私は登山が嫌いだったからつらすぎると感じていたのかなと思って標高を調べたら、高尾山の倍くらいあった!
登山好きにはなんてことない高さなんだろうけど、室内でダラダラしていたい小学生の私には、いや、現在の私でも行きたくないと駄々をこねるレベルだ。
その登山が6年間、毎年あったので「遠足」といわれれば「嫌だったな」という気持ちと一緒に思い出してしまう。

それに比べてこどもたちの遠足は楽しそうだ。
水族館、科学館、みかん狩り…遠足のしおりを見ながらリュックの中身を準備をする。

そして行き先よりも羨ましいのがおやつの準備だ。
バスの中やお弁当の後に食べる、グミとかチョコとか好きなお菓子を持っていっていいらしい。
たくさん買った中からうれしそうに選んだり、
自分でお金を持ってワクワクしながら買いに行く。

そういうの、いいなぁ。

私にもおやつ持参の遠足が無かった訳じゃない。でも私の「遠足」の代表、小学校の毎年の登山ではそんなのはなかった。



ある日の夕ごはん

「いいなぁ、お母さんも、おやつ持って行きたかった」

「お母さん、おやつなかったの?」

「うーん、正確に言うと、おやつっていうか…
疲れた時の、補食?…お菓子じゃなかったんだよね。

……きゅうりだった。」


「…え、野菜の?」

「そうだよ、きゅうり。お弁当もダメで、
おにぎりと、きゅうり一本て決まってたの。
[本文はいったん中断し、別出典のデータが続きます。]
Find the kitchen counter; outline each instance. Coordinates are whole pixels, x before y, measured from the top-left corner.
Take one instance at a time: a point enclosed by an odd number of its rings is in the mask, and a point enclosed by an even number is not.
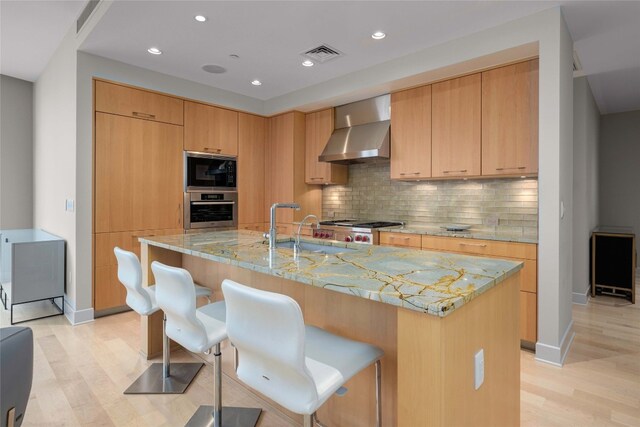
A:
[[[395,230],[397,231],[397,230]],[[290,240],[281,237],[278,241]],[[314,243],[341,254],[276,249],[261,233],[239,230],[141,238],[142,243],[271,276],[444,317],[515,274],[522,263],[384,246]]]
[[[429,236],[442,237],[464,237],[467,239],[498,240],[503,242],[517,243],[538,243],[538,236],[535,234],[513,234],[495,233],[490,231],[447,231],[440,226],[405,225],[403,227],[379,228],[378,231],[390,231],[394,233],[424,234]]]
[[[223,298],[222,281],[235,280],[290,296],[306,324],[380,347],[384,426],[519,423],[520,262],[316,239],[303,242],[352,251],[295,257],[292,249],[270,252],[262,235],[248,230],[140,241],[144,286],[154,283],[153,261],[187,269],[215,300]],[[155,357],[162,351],[162,313],[140,322],[142,354]],[[479,349],[486,368],[476,390],[470,367]],[[244,387],[233,348],[225,341],[221,350],[224,373]],[[320,408],[327,427],[375,425],[372,374],[356,375],[349,393]]]

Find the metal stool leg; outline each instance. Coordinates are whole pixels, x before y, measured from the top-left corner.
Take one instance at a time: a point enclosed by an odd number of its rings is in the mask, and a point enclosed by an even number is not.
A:
[[[167,317],[162,319],[162,363],[153,363],[124,394],[182,394],[204,363],[171,364],[171,341],[166,331]]]
[[[200,406],[185,427],[255,427],[260,408],[222,406],[222,353],[220,344],[213,350],[213,406]]]
[[[376,427],[382,426],[382,367],[376,361]]]

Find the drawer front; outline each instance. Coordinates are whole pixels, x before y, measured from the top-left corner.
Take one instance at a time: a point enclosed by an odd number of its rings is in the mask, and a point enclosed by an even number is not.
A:
[[[524,267],[520,271],[520,290],[526,292],[538,292],[538,262],[530,259],[524,260]]]
[[[403,248],[420,249],[422,241],[419,234],[380,232],[380,244],[385,246],[400,246]]]
[[[181,99],[102,81],[95,88],[96,111],[182,126]]]
[[[506,258],[537,258],[537,245],[458,237],[422,236],[422,249]]]
[[[258,222],[254,224],[239,224],[238,230],[251,230],[251,231],[267,231],[269,227],[265,229],[265,223]]]
[[[535,343],[538,340],[538,298],[531,292],[520,291],[520,339]]]

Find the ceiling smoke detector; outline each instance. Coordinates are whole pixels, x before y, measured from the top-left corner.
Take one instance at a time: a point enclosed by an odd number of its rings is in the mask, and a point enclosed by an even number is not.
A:
[[[310,59],[316,64],[323,64],[325,62],[331,61],[332,59],[344,56],[344,53],[340,52],[336,48],[329,46],[328,44],[322,44],[318,47],[314,47],[313,49],[309,49],[306,52],[301,53],[300,55],[302,55],[304,58]]]
[[[215,65],[215,64],[203,65],[202,69],[207,73],[212,73],[212,74],[222,74],[227,72],[226,68],[221,67],[219,65]]]

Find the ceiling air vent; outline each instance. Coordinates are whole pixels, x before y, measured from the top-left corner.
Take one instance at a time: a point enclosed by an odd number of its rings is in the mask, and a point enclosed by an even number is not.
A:
[[[91,16],[91,12],[93,12],[100,1],[101,0],[89,0],[89,2],[87,2],[87,5],[82,10],[82,13],[78,17],[78,21],[76,22],[76,34],[80,32],[82,26],[87,22],[89,16]]]
[[[318,47],[314,47],[313,49],[310,49],[306,52],[303,52],[302,56],[304,56],[305,58],[309,58],[313,62],[322,64],[331,61],[332,59],[344,56],[344,53],[340,52],[338,49],[332,48],[327,44],[323,44]]]

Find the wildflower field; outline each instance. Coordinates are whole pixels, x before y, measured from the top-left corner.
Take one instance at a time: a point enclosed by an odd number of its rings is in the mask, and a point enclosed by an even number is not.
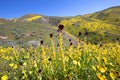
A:
[[[120,44],[63,44],[59,27],[59,45],[50,34],[51,47],[0,47],[1,80],[119,80]],[[82,44],[81,44],[82,43]]]

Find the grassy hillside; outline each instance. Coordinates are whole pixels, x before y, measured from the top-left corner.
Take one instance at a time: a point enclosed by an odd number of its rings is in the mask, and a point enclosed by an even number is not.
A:
[[[93,14],[85,15],[90,18],[100,19],[109,23],[120,24],[120,6],[111,7]]]
[[[65,26],[66,31],[81,40],[86,36],[87,41],[91,43],[114,42],[120,37],[120,26],[101,20],[76,16],[69,20],[62,20],[60,24]]]
[[[64,42],[69,45],[69,38],[72,37],[64,32]],[[57,43],[59,37],[57,28],[49,24],[39,24],[29,21],[9,21],[0,24],[0,46],[7,45],[39,45],[39,41],[43,40],[44,44],[49,46],[49,34],[53,34]],[[74,39],[73,39],[74,40]]]

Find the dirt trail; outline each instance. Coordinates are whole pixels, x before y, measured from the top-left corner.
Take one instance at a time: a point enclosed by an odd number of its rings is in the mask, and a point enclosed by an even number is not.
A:
[[[76,37],[74,37],[73,35],[71,35],[70,33],[66,32],[66,31],[63,31],[63,37],[67,38],[68,40],[71,39],[71,42],[74,44],[74,45],[77,45],[78,44],[78,40]]]

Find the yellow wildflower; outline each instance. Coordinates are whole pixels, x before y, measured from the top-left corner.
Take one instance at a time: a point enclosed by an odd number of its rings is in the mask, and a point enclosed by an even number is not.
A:
[[[8,76],[5,74],[1,77],[1,80],[8,80]]]
[[[68,56],[65,56],[65,61],[69,61],[69,57]]]
[[[27,63],[26,63],[26,62],[24,62],[24,63],[23,63],[23,65],[24,65],[24,66],[26,66],[26,65],[27,65]]]
[[[17,64],[14,65],[13,69],[17,69]]]
[[[110,77],[112,78],[112,80],[115,80],[115,75],[113,74],[113,72],[110,72]]]
[[[43,64],[44,64],[44,62],[45,62],[45,60],[43,60]],[[37,63],[36,63],[36,61],[34,61],[34,65],[33,65],[34,67],[37,67]]]
[[[111,65],[111,66],[113,66],[113,67],[114,67],[113,63],[109,63],[109,65]]]
[[[92,69],[96,71],[96,68],[94,66],[92,66]]]
[[[74,65],[77,65],[77,61],[73,60],[73,64],[74,64]]]
[[[9,65],[10,65],[10,67],[13,67],[13,66],[14,66],[14,63],[10,63]]]
[[[105,63],[107,63],[107,59],[106,59],[106,57],[103,57],[103,60],[104,60]]]
[[[73,60],[73,64],[80,66],[80,63],[78,61],[75,61],[75,60]]]
[[[32,71],[29,71],[29,74],[32,74]]]
[[[78,66],[80,66],[80,63],[78,62]]]
[[[107,70],[107,68],[106,67],[101,67],[101,66],[97,66],[97,68],[98,68],[98,70],[100,71],[100,72],[102,72],[102,73],[104,73],[106,70]]]
[[[14,64],[14,63],[10,63],[9,66],[12,67],[13,69],[17,68],[17,64]]]
[[[0,50],[0,53],[5,53],[6,51],[4,49],[1,49]]]
[[[105,76],[102,76],[100,73],[97,73],[97,77],[98,77],[100,80],[106,80],[106,79],[105,79]]]

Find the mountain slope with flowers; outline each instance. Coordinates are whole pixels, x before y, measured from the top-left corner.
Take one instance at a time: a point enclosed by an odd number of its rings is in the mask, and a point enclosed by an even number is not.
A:
[[[51,45],[49,34],[53,34],[53,39],[58,44],[59,32],[57,27],[50,24],[40,24],[29,21],[6,21],[0,24],[0,46],[25,46],[40,45],[40,41],[44,41],[44,45]],[[65,45],[69,45],[69,39],[76,40],[64,31],[63,39]]]
[[[105,10],[85,16],[120,25],[120,6],[110,7]]]
[[[86,38],[88,42],[95,44],[120,41],[119,25],[81,16],[62,20],[59,24],[63,24],[66,31],[80,38],[80,40]]]
[[[94,44],[120,41],[119,8],[112,7],[84,16],[58,17],[27,14],[10,20],[1,18],[0,45],[27,45],[29,43],[38,45],[42,39],[49,45],[50,33],[56,36],[55,41],[57,41],[57,26],[60,24],[65,27],[64,41],[65,43],[67,41],[67,45],[69,39],[73,39],[73,43],[77,44],[76,38]],[[103,16],[102,13],[109,13],[111,17]],[[103,17],[104,19],[101,19]]]

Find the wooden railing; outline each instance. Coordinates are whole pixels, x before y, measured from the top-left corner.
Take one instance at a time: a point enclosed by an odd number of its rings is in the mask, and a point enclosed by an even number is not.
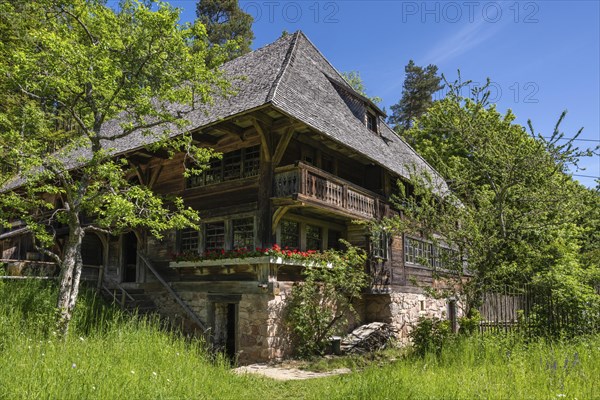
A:
[[[152,272],[154,274],[154,276],[156,277],[156,279],[158,279],[158,281],[163,285],[163,287],[165,289],[167,289],[167,292],[171,295],[171,297],[173,298],[173,300],[175,300],[177,302],[177,304],[179,304],[181,306],[181,308],[183,308],[183,310],[190,317],[190,319],[192,321],[194,321],[194,323],[196,325],[198,325],[204,332],[207,332],[208,331],[208,327],[204,324],[204,322],[202,322],[200,320],[200,318],[190,308],[190,306],[188,306],[187,303],[185,301],[183,301],[183,299],[181,297],[179,297],[179,295],[177,294],[177,292],[175,292],[175,290],[173,290],[173,288],[171,287],[171,285],[169,285],[167,283],[167,281],[164,280],[164,278],[160,275],[160,273],[156,270],[156,268],[154,268],[154,265],[152,265],[152,263],[145,256],[143,256],[142,254],[138,254],[138,257],[139,257],[140,260],[142,260],[144,262],[144,264],[146,264],[146,267],[148,267],[148,269],[150,270],[150,272]]]
[[[389,212],[377,194],[302,162],[275,171],[273,196],[307,199],[364,218],[381,218]]]
[[[101,286],[102,290],[108,293],[108,295],[112,297],[113,301],[119,304],[121,308],[125,308],[125,302],[127,301],[127,299],[135,301],[133,296],[130,295],[129,292],[127,292],[127,290],[125,290],[125,288],[123,288],[123,286],[119,284],[117,284],[117,286],[112,289],[109,289],[104,284],[102,284]],[[119,292],[119,295],[117,295],[117,291]]]

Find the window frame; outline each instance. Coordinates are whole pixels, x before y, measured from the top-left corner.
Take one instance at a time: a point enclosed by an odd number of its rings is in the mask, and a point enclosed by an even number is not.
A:
[[[367,110],[366,113],[366,126],[367,129],[370,130],[371,132],[374,133],[379,133],[379,124],[378,124],[378,118],[377,118],[377,114],[373,113],[372,111]]]
[[[239,154],[238,154],[239,153]],[[250,157],[252,155],[252,157]],[[230,162],[233,159],[235,161]],[[231,173],[237,166],[239,173]],[[249,167],[252,166],[251,173]],[[209,161],[209,167],[200,175],[185,179],[185,189],[195,189],[219,183],[231,182],[245,178],[254,178],[259,174],[260,168],[260,144],[243,147],[227,153],[223,153],[220,159]],[[226,171],[229,171],[226,173]],[[209,182],[210,178],[210,182]]]
[[[375,237],[374,235],[377,235]],[[386,231],[371,233],[371,256],[377,260],[387,261],[390,257],[390,234]]]
[[[450,257],[452,257],[453,254],[456,257],[460,257],[460,254],[457,250],[454,250],[449,246],[444,246],[443,244],[436,245],[431,240],[405,234],[402,238],[402,241],[403,261],[405,265],[410,265],[418,268],[426,268],[436,271],[453,271],[453,269],[448,268],[447,262],[445,261],[445,257],[440,258],[440,254],[450,253]],[[418,251],[409,251],[409,246],[411,242],[419,243]],[[413,246],[413,248],[414,247],[415,246]],[[425,265],[419,262],[419,258],[427,259],[429,265]]]

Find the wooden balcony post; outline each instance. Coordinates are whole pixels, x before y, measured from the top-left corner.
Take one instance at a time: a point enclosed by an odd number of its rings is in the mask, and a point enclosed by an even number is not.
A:
[[[308,184],[308,171],[305,168],[300,168],[300,188],[298,193],[306,194]]]
[[[342,207],[348,208],[348,185],[346,184],[342,186]]]

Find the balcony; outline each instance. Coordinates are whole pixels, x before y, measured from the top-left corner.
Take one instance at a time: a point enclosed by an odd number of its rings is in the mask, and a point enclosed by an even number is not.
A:
[[[378,194],[303,162],[275,170],[273,197],[291,198],[363,219],[389,213],[389,205]]]

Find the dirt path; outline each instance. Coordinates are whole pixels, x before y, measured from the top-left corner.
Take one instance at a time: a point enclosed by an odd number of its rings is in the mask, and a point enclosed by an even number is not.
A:
[[[323,378],[326,376],[347,374],[350,371],[348,368],[339,368],[327,372],[311,372],[303,371],[293,367],[283,367],[269,364],[251,364],[234,369],[236,374],[258,374],[271,379],[280,381]]]

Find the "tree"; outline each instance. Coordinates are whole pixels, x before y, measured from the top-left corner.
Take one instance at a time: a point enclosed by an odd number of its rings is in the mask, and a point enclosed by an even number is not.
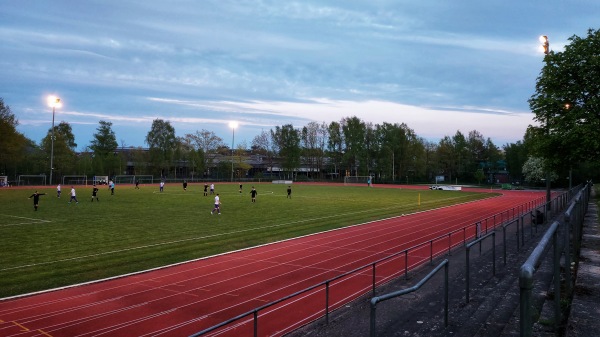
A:
[[[523,164],[523,175],[525,176],[525,181],[531,183],[540,183],[544,181],[547,176],[550,177],[550,180],[556,179],[556,173],[551,172],[549,175],[546,174],[547,167],[548,165],[544,163],[543,158],[529,157],[525,164]]]
[[[150,160],[155,172],[160,171],[161,177],[166,176],[171,168],[173,151],[177,147],[175,128],[169,121],[155,119],[146,136],[146,144],[150,148]]]
[[[42,152],[47,156],[47,167],[50,167],[50,154],[52,150],[52,128],[41,143]],[[54,172],[57,177],[61,175],[77,174],[75,135],[71,125],[65,121],[54,127]]]
[[[342,162],[342,144],[344,142],[344,137],[342,135],[342,126],[338,122],[331,122],[327,127],[327,150],[329,151],[329,157],[333,160],[333,170],[335,172],[334,175],[336,178],[339,178],[338,175]],[[343,175],[343,174],[342,174]]]
[[[364,162],[366,124],[356,116],[343,118],[344,160],[350,169],[350,175],[359,175],[359,163]],[[363,175],[366,173],[362,170]]]
[[[25,150],[31,141],[17,131],[18,125],[18,119],[0,98],[0,175],[9,172],[16,175],[19,166],[26,161]]]
[[[300,166],[300,132],[292,124],[276,126],[275,131],[271,130],[271,138],[279,148],[283,169],[293,172]]]
[[[534,151],[551,167],[600,156],[600,30],[572,36],[563,52],[550,51],[529,106]]]
[[[269,171],[272,172],[276,145],[273,143],[271,134],[266,131],[262,131],[259,135],[254,137],[252,140],[252,151],[267,157],[266,159],[269,163]]]
[[[321,172],[325,157],[325,140],[327,125],[310,122],[302,128],[302,150],[305,164],[312,172]]]
[[[112,123],[100,121],[99,124],[96,129],[97,132],[94,133],[94,139],[92,139],[90,144],[90,150],[94,153],[94,172],[113,175],[119,160],[115,152],[119,144],[111,128]]]

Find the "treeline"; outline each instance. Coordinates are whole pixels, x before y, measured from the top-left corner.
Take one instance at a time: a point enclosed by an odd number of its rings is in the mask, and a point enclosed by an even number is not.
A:
[[[39,144],[17,131],[18,120],[0,98],[0,175],[48,174],[51,134]],[[247,160],[260,155],[267,167],[279,166],[293,172],[303,168],[311,179],[340,178],[345,175],[373,175],[380,181],[431,182],[443,175],[449,181],[484,182],[497,172],[510,172],[521,180],[528,158],[523,142],[496,146],[491,139],[473,130],[457,131],[439,142],[419,137],[406,124],[372,124],[357,117],[339,122],[311,122],[302,128],[291,124],[263,131],[251,144],[228,147],[209,130],[176,136],[169,121],[156,119],[145,139],[147,148],[119,147],[112,123],[100,121],[93,140],[77,152],[69,123],[54,129],[54,176],[152,174],[189,178],[227,177],[234,171],[246,177],[252,168]],[[221,158],[218,160],[217,158]],[[127,167],[135,172],[126,172]]]

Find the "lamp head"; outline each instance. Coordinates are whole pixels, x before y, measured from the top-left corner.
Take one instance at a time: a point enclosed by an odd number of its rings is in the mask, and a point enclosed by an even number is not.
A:
[[[54,95],[48,96],[48,106],[51,108],[60,108],[62,106],[60,98]]]
[[[550,52],[550,42],[548,41],[548,36],[540,36],[540,43],[542,44],[540,50],[543,51],[544,54],[548,54],[548,52]]]

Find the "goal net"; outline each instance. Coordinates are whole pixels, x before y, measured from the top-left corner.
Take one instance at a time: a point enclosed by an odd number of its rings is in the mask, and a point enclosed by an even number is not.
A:
[[[136,175],[135,180],[139,181],[140,184],[153,184],[154,176],[152,176],[152,175]]]
[[[0,187],[8,186],[8,176],[0,176]]]
[[[94,176],[94,185],[108,185],[108,176]]]
[[[32,185],[46,185],[46,175],[20,175],[17,176],[17,186],[32,186]]]
[[[63,185],[87,185],[87,176],[63,176]]]
[[[135,183],[135,176],[134,175],[115,176],[114,183],[115,184],[133,184],[133,183]]]
[[[355,184],[368,184],[373,182],[373,178],[370,176],[345,176],[344,185],[355,185]]]

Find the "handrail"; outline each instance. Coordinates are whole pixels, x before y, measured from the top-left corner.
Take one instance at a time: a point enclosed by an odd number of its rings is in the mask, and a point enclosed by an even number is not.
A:
[[[385,295],[376,296],[371,299],[371,337],[377,336],[377,303],[387,301],[402,295],[412,293],[413,291],[419,290],[427,281],[429,281],[442,267],[444,267],[444,326],[448,326],[448,265],[450,262],[448,259],[442,261],[437,267],[435,267],[427,276],[419,281],[414,286],[394,291]]]
[[[532,297],[533,297],[533,277],[534,274],[542,262],[547,248],[553,245],[553,278],[554,278],[554,322],[556,325],[559,324],[561,319],[560,311],[560,258],[561,253],[565,254],[566,268],[565,273],[569,274],[566,277],[567,280],[567,291],[570,291],[570,227],[573,227],[573,247],[575,253],[577,252],[579,244],[579,233],[580,226],[583,224],[583,216],[587,210],[587,201],[589,200],[589,191],[591,189],[590,183],[581,187],[575,197],[571,199],[567,210],[564,212],[564,221],[554,221],[548,228],[538,245],[534,248],[533,252],[525,263],[521,266],[519,273],[519,288],[520,288],[520,336],[531,337],[533,335],[533,313],[532,313]],[[571,191],[569,191],[571,193]],[[582,200],[583,199],[583,200]],[[563,226],[564,225],[564,226]],[[558,232],[563,226],[566,233],[564,233],[565,244],[559,246]]]
[[[471,253],[471,247],[473,247],[474,245],[479,243],[479,253],[481,254],[481,242],[489,237],[492,237],[492,270],[493,270],[493,274],[494,276],[496,276],[496,232],[491,232],[487,235],[484,235],[482,237],[480,237],[479,239],[469,243],[466,246],[466,251],[465,251],[465,256],[466,256],[466,274],[465,274],[465,278],[466,278],[466,292],[467,292],[467,303],[469,303],[470,298],[469,298],[469,289],[471,286],[471,268],[470,265],[471,263],[469,262],[470,259],[470,253]]]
」


そう、私の小学校の遠足は
『おにぎりときゅうり一本(と味噌)』と決まっていて、おかずもデザートも無しだった。
きゅうりは一本まるのまま、切ったりもせず、
味噌をグイッと付けてそのままをかじって食べる。

「きゅうりがおやつなの⁈」

「まあ、おやつっていうか、休憩の時にきゅうりにお味噌付けて食べるの。お味噌だけ小さいタッパーに入れてさ、人によっては自家製味噌だったりして。」


ここまで話した時、私以外の家族3人は完全に、ニヤリと笑っていた。


「え、かっぱなの?笑」

「何その質問。かっぱじゃないし。」

「みんなでペタペタ歩いてたんでしょ。笑」
「かっぱの先生の後を、かっぱのこどもが。」

「いや、だから、かっぱじゃないってば。」

「休憩〜!きゅうり食べろー!って小さいかっぱが一列で!笑」
「みんなー、頭濡らせー!ってひょうたんから水出すんでしょ!」

「かっぱじゃないもん!」

「えーっと、えーっと、帰りは、えーっと」

「かっぱエピソード頑張って作らなくていいから!」

「山から下る時は、みんなで川を流れてくるんでしょ!」


「お母さん、かっぱなの?笑」


完全にバカにされている。
私はただ、おやつが羨ましいって話をしていただけだ。
まさか「かっぱなの?」なんて聞かれるなんて思ってもみなかった。
ごはん中の話題には向かないなと思うほど全員が笑ったのだった。


この会話以来、私のこども時代の話になると誰かがこの話を思い出し、「きゅうり」と言っては笑い出す。

…そんなに笑ってもらって良かったよ。私がそんなに爆笑されるエピソードを持っていたなんて知らなかった。
イヤイヤ行っていた遠足も、何十年も経ってから大笑いに変わったよ、と小学生の私に言ってあげたい。